Visualization of Longitudinal Phenotypes in the Norwegian Mother and Child Cohort Study
Abstract
The Norwegian Mother and Child Cohort Study (MoBa) is a pregnancy cohort study with over 100,000 children enrolled. Data was gathered through questionnaires mailed to the mothers, but also in the form of biological samples where more than 15,000 trios (mother, father, and child) have been genotyped so far. Data collected by MoBa is sensitive and its access is therefore restricted to protect the privacy of the study participants. This can make it difficult (or even impossible) to access the data, not only for parents and the general public, but also for scientists and medical professionals. To solve this issue, it is necessary to provide access to the data in a manner that is high-resolution without compromising participant privacy.

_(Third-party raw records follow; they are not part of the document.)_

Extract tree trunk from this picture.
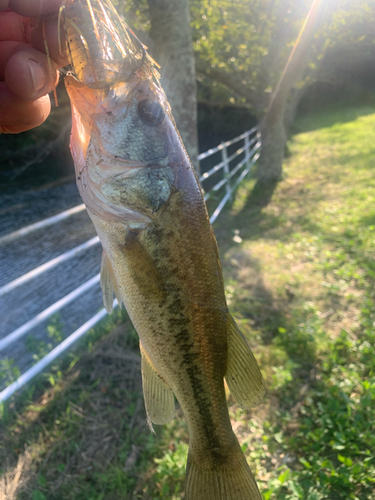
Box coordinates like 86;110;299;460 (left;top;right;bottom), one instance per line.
257;0;326;182
148;0;199;175
257;116;287;182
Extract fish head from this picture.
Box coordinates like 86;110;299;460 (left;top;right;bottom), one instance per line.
65;0;188;224
61;0;146;88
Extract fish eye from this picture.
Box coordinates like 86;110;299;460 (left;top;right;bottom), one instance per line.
138;99;165;125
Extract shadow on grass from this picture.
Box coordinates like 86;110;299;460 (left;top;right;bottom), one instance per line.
0;318;167;500
292;106;375;134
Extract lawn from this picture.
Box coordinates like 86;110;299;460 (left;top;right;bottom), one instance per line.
0;108;375;500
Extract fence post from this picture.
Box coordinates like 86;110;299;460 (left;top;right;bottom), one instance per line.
221;142;232;199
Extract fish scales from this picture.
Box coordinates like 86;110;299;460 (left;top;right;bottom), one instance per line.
63;0;264;500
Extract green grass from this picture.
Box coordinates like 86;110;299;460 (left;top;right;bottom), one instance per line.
0;108;375;500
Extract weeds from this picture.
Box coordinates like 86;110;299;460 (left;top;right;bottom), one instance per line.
0;104;375;500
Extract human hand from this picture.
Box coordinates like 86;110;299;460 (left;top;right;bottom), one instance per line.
0;0;68;134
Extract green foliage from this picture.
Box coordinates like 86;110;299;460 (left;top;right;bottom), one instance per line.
0;108;375;500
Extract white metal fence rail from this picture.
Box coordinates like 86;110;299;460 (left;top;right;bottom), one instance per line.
0;127;261;403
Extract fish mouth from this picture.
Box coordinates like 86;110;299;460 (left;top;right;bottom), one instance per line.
60;0;147;89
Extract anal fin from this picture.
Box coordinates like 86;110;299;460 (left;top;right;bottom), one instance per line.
140;344;175;425
225;314;265;409
100;250;121;314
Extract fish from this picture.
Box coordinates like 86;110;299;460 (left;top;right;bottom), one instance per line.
61;0;265;500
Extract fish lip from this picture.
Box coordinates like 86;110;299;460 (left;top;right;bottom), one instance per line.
61;0;151;89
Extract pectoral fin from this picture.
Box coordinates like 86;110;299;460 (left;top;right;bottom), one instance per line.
225;315;265;408
100;250;121;314
140;344;175;425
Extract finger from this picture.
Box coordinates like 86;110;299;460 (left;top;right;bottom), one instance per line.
0;0;9;12
9;0;62;17
32;17;69;68
0;42;31;81
0;11;27;42
0;82;51;134
5;49;59;100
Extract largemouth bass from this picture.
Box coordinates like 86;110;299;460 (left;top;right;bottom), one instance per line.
62;0;264;500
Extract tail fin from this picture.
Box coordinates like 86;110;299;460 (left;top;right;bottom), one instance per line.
185;446;262;500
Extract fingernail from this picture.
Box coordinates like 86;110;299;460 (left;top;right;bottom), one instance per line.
27;59;46;92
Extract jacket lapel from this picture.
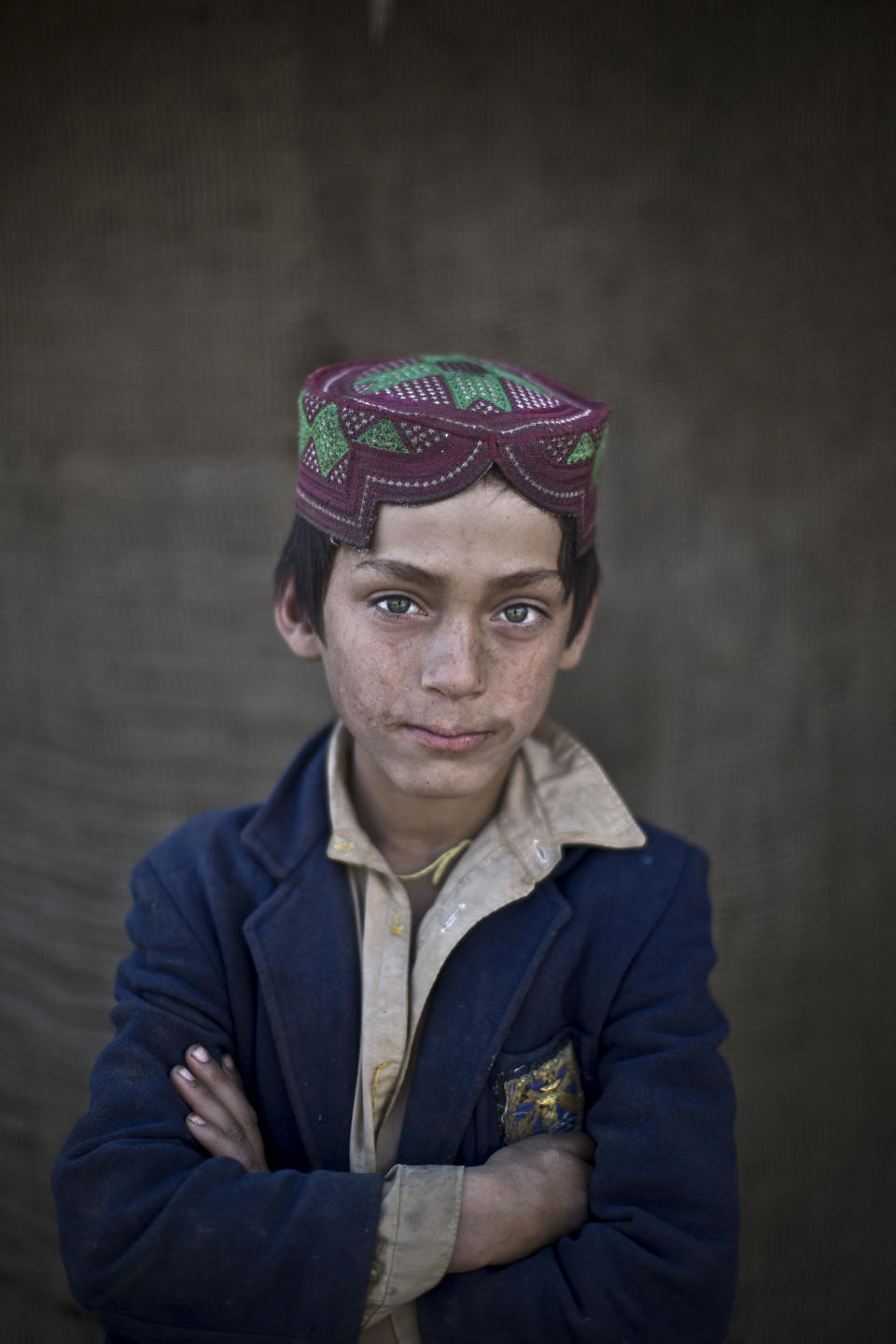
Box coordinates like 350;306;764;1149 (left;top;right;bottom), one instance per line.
244;846;360;1170
398;879;572;1165
242;721;360;1170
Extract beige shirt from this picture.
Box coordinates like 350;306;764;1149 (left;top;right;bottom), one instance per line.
327;719;645;1344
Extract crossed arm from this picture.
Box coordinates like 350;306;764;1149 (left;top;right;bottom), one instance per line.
169;1044;594;1274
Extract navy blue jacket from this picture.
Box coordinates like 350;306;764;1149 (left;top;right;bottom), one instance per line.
54;727;737;1344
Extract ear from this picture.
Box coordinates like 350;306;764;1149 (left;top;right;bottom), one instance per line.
274;580;324;663
557;593;597;672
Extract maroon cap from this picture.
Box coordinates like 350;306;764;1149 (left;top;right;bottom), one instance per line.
296;355;609;555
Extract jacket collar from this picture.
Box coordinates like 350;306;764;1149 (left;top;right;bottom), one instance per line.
241;721;334;882
242;719;645;882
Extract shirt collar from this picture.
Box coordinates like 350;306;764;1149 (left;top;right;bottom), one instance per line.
327;719;646;880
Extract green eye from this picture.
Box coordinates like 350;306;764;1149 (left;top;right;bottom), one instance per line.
373;593;416;616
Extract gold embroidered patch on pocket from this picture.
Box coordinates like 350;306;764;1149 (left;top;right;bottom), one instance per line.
501;1041;584;1143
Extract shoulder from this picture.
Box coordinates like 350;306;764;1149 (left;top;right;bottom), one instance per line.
557;819;709;894
554;819;710;949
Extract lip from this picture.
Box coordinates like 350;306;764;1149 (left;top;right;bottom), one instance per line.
404;723;492;751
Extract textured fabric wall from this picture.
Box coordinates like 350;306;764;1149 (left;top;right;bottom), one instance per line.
0;0;896;1344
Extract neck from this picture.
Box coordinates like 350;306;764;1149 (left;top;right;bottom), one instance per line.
349;746;511;873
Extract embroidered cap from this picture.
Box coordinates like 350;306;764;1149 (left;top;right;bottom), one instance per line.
296;355;609;555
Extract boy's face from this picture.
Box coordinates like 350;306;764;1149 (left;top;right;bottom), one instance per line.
276;482;594;800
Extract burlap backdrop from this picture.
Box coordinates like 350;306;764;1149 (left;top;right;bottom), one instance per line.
0;0;896;1344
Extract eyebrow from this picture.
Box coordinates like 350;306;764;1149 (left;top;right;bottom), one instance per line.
355;559;560;593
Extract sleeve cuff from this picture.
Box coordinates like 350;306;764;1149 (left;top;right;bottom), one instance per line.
364;1165;464;1328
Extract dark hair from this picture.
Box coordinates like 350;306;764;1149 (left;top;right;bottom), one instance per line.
274;468;600;647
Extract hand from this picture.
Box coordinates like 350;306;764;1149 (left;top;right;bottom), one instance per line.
447;1133;594;1274
168;1045;269;1172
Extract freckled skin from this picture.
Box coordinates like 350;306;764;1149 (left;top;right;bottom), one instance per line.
276;482;594;873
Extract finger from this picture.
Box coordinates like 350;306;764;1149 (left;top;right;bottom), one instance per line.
187;1112;267;1172
171;1044;267;1170
169;1064;267;1170
551;1130;595;1163
220;1055;245;1091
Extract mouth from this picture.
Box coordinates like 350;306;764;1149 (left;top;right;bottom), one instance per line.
406;723;492;751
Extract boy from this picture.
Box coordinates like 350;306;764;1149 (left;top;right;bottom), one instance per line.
54;357;736;1344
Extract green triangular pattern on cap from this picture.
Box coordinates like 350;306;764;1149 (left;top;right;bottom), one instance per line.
357;421;410;453
312;402;349;476
591;425;609;485
567;430;594;467
355;355;545;412
299;397;312;457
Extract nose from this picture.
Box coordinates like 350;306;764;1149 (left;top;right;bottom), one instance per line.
420;618;486;700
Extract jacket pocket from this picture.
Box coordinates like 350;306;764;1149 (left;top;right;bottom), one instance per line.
495;1032;584;1143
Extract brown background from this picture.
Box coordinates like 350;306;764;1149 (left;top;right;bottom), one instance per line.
0;0;896;1344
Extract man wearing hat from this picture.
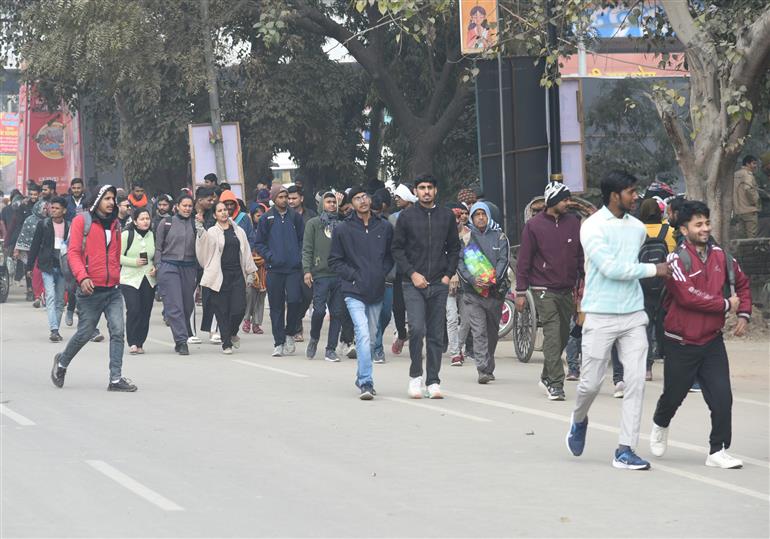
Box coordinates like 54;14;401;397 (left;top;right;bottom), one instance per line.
516;181;584;401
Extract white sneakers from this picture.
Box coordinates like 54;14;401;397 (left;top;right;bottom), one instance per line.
706;449;743;470
650;423;668;457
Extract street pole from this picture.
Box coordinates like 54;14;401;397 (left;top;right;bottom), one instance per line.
198;0;228;183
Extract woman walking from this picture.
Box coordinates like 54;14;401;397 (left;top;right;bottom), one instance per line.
195;202;257;354
155;194;197;356
120;207;156;355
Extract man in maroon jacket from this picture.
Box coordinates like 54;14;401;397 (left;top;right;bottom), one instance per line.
650;201;751;468
516;182;585;401
51;185;137;391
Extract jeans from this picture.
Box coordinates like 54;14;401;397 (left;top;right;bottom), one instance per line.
403;282;449;386
373;283;393;356
42;268;67;331
345;298;382;387
59;288;125;381
310;277;345;352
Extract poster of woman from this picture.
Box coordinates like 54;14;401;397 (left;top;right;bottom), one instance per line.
460;0;497;54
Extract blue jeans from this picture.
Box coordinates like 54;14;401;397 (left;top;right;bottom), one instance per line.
59;287;125;381
374;283;393;356
345;298;382;387
310;277;345;352
40;268;67;331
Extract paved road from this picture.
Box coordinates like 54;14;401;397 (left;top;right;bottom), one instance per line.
0;288;770;537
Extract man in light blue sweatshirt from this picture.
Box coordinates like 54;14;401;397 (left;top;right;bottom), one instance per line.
567;171;671;470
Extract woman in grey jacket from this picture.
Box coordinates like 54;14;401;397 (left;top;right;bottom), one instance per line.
195;202;257;354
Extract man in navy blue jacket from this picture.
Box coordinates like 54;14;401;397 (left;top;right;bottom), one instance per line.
256;184;305;357
328;186;393;400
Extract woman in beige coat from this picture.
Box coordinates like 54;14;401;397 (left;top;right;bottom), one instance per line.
195;202;257;354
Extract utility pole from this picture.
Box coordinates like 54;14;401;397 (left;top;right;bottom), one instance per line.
198;0;228;182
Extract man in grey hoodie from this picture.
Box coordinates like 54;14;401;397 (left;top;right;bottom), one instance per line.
302;191;345;362
457;202;510;384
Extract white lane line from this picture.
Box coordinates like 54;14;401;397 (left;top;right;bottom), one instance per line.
645;382;770;408
0;404;35;427
382;397;492;423
86;460;184;511
445;391;770;468
233;359;310;378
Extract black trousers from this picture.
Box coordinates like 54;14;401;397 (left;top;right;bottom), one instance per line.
203;273;246;350
652;335;733;453
120;277;155;348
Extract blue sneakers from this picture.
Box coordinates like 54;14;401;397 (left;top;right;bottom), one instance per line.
567;413;588;457
612;449;650;470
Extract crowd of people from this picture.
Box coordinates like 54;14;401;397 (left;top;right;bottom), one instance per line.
0;163;751;469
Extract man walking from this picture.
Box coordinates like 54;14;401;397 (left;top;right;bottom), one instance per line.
51;185;137;391
567;171;671;470
458;202;510;384
256;184;305;357
393;175;460;399
302;191;345;362
329;186;393;400
27;197;69;342
516;181;583;401
650;201;751;468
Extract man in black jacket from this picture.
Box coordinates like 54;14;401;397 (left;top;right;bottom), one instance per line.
27;196;69;342
328;186;392;400
393;176;460;399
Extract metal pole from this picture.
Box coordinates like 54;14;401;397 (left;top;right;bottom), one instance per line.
497;52;508;236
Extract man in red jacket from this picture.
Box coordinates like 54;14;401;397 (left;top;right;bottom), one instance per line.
51;185;137;391
650;201;751;468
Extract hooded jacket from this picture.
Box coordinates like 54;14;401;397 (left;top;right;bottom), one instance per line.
457;202;511;295
329;212;393;305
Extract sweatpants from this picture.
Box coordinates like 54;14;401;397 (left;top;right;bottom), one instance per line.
120;277;155;348
203;271;246;350
652;335;733;453
462;291;503;374
267;271;302;346
157;262;197;344
574;311;647;448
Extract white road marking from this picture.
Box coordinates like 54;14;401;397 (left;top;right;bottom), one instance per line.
382;397;492;423
233;359;310;378
86;460;184;511
0;404;35;427
449;393;770;468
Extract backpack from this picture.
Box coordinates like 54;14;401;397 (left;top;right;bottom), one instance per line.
59;212;92;283
639;224;669;298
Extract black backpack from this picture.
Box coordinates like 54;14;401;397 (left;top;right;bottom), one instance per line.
639;224;669;298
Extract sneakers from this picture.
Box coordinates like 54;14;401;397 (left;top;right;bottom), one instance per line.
706;449;743;470
650;423;668;457
51;354;67;387
612;447;650;470
407;376;422;399
537;380;567;401
283;335;297;356
358;384;374;401
567;412;588;457
305;337;318;359
428;384;444;399
107;376;138;393
390;338;406;355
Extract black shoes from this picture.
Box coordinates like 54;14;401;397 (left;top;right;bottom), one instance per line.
51;354;67;387
107;376;138;393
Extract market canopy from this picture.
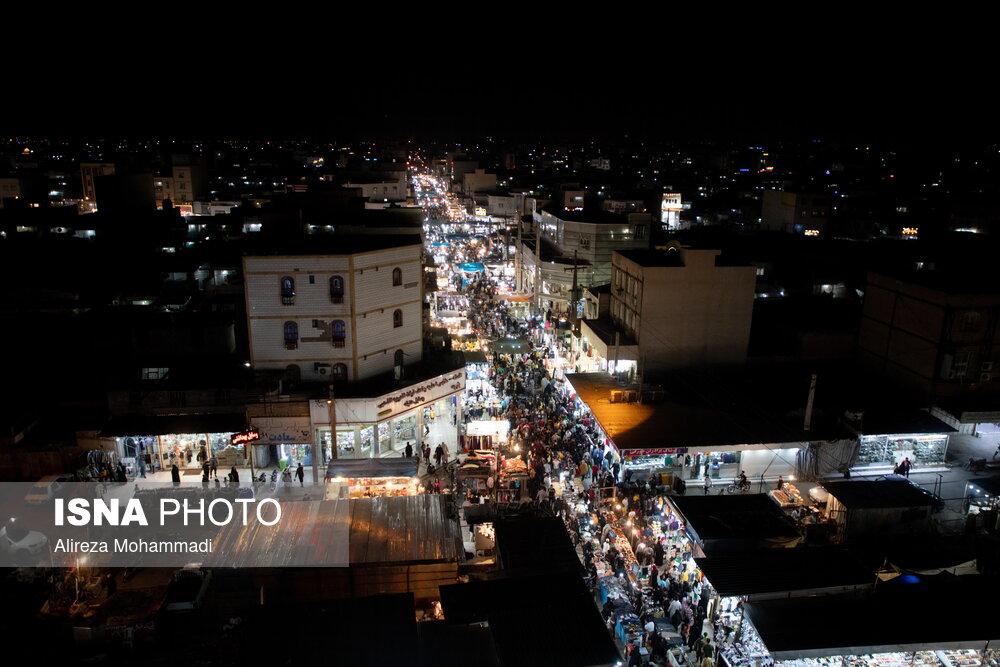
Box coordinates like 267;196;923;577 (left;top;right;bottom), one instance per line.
326;456;418;479
490;338;531;354
101;413;247;438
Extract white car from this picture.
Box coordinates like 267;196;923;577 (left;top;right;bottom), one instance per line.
0;523;49;560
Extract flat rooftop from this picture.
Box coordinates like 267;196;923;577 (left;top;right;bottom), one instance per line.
566;373;844;449
696;549;875;596
823;479;938;509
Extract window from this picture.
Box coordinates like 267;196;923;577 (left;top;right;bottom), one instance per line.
330;276;344;303
962;310;980;331
285;322;299;350
330;320;347;347
281;276;295;306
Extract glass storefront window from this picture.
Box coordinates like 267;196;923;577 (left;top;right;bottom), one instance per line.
361;426;375;458
378;422;392;454
337;429;357;459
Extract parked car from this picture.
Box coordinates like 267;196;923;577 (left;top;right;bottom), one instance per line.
0;522;49;563
160;565;212;613
24;474;75;505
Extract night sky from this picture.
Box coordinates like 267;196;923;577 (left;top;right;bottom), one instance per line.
0;27;997;145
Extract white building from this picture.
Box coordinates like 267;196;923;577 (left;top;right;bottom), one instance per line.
243;235;465;468
243;236;423;381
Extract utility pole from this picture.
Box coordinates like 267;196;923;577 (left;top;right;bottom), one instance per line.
514;216;524;294
569;250;580;336
802;373;816;431
532;220;544;314
334;382;342;459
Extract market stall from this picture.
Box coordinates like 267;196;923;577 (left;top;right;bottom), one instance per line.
325;457;424;500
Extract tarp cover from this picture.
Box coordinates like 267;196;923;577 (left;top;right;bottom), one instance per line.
326;456;417;479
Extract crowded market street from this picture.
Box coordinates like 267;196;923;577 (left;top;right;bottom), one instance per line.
415;168;735;665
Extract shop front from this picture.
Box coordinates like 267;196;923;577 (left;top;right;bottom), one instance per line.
622;443;801;486
250;416;314;470
101;414;247;474
854;433;949;471
310;369;465;462
325;457;423;500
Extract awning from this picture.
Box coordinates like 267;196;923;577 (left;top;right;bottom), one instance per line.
101;413;247;438
490;338;531;354
326;456;418;479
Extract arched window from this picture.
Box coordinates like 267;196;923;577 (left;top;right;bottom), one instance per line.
330;276;344;303
281;276;295;306
285;322;299;350
330;320;347;347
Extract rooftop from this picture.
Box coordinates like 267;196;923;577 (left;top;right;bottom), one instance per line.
823;479;938;509
566;374;843;449
697;549;875;596
244;234;423;257
673;493;799;554
745;575;1000;660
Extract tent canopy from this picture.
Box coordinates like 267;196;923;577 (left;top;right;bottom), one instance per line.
490;338;531;354
326;456;417;479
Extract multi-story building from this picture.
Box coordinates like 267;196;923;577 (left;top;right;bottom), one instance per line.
80;162;115;205
243;235;465;468
535;205;650;285
761;190;830;236
858;271;1000;432
462;169;497;195
153;165;207;206
243;236;423;381
343;174;408;201
582;248;755;372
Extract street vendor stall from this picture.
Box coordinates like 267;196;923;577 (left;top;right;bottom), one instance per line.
326;457;423;500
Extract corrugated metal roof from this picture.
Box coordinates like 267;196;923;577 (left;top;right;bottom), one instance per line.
695;549;875;596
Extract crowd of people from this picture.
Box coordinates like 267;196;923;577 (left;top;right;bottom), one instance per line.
442;231;718;667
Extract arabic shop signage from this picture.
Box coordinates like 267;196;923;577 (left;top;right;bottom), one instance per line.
251;418;312;444
229;428;260;445
375;371;465;414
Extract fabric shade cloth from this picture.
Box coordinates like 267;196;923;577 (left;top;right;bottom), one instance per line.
326;456;418;479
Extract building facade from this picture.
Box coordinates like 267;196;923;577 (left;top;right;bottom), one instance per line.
858;273;1000;426
596;248;755;370
243;243;423;381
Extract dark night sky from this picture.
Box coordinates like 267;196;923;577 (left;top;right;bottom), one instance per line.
0;29;996;143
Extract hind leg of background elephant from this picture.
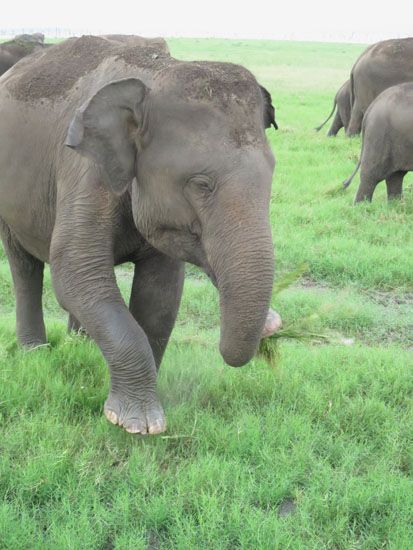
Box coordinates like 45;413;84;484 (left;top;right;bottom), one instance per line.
67;313;86;334
327;111;343;137
129;253;184;369
0;221;46;347
386;171;406;200
354;174;378;204
346;102;363;137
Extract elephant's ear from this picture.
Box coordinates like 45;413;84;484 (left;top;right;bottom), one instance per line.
260;85;278;130
65;78;148;195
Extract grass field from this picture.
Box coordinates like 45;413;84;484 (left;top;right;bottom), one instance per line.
0;39;413;550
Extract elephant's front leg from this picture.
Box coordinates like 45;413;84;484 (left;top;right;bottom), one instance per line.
50;188;166;434
386;171;406;201
327;109;344;137
129;251;184;369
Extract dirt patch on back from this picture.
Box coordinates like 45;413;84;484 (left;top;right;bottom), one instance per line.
163;61;259;109
9;36;168;101
369;38;413;62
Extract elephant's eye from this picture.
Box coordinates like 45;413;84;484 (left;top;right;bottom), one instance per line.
187;174;215;194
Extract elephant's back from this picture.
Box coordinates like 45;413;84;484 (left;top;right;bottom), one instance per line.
5;36;171;103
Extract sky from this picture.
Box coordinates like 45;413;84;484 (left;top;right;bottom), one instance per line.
0;0;413;42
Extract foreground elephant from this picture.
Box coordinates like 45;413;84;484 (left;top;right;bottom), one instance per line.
0;33;45;75
347;38;413;136
344;82;413;202
0;37;279;433
316;80;351;136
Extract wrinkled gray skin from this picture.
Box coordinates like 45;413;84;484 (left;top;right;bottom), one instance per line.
347;38;413;136
316;80;351;137
0;37;279;433
344;82;413;203
0;33;45;75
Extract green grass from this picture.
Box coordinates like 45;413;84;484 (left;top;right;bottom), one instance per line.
0;39;413;550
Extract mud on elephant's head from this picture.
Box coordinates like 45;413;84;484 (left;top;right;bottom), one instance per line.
67;62;275;366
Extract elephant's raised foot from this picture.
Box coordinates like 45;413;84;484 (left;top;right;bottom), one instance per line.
104;394;166;434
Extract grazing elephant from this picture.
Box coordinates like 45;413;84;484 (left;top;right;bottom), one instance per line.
0;36;280;433
0;33;45;75
347;38;413;136
316;80;351;137
343;82;413;203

The MoBa data is multidimensional and contains longitudinal information on several phenotypes (such as height and weight) for the children, as well as data on certain variables for the parents. Based on the recorded variables, the MoBa cohort can be divided into various subgroups that can be studied separately or compared with each other. Furthermore, the genotyping data can be viewed at different scales: (i) genetic variants can be considered individually, (ii) in the context of their genomic location, or (iii) the entire genome can be considered as a whole. Finally, a good presentation of the data has to account for and take advantage of the complexity of the MoBa data. Hundreds of gigabytes of summary statistics can be generated from the genotyping data from MoBa. Depending on the use case, only a small subset of this data is relevant to present to a user at a given time point. In order to present these subsets to the user quickly upon request, a bioinformatics system that can find and dispatch data in a short amount of time must be implemented. This thesis demonstrates how the issues related to large-scale sensitive data access and dissemination can be solved through a publicly available web application able to handle the associated data volumes efficiently.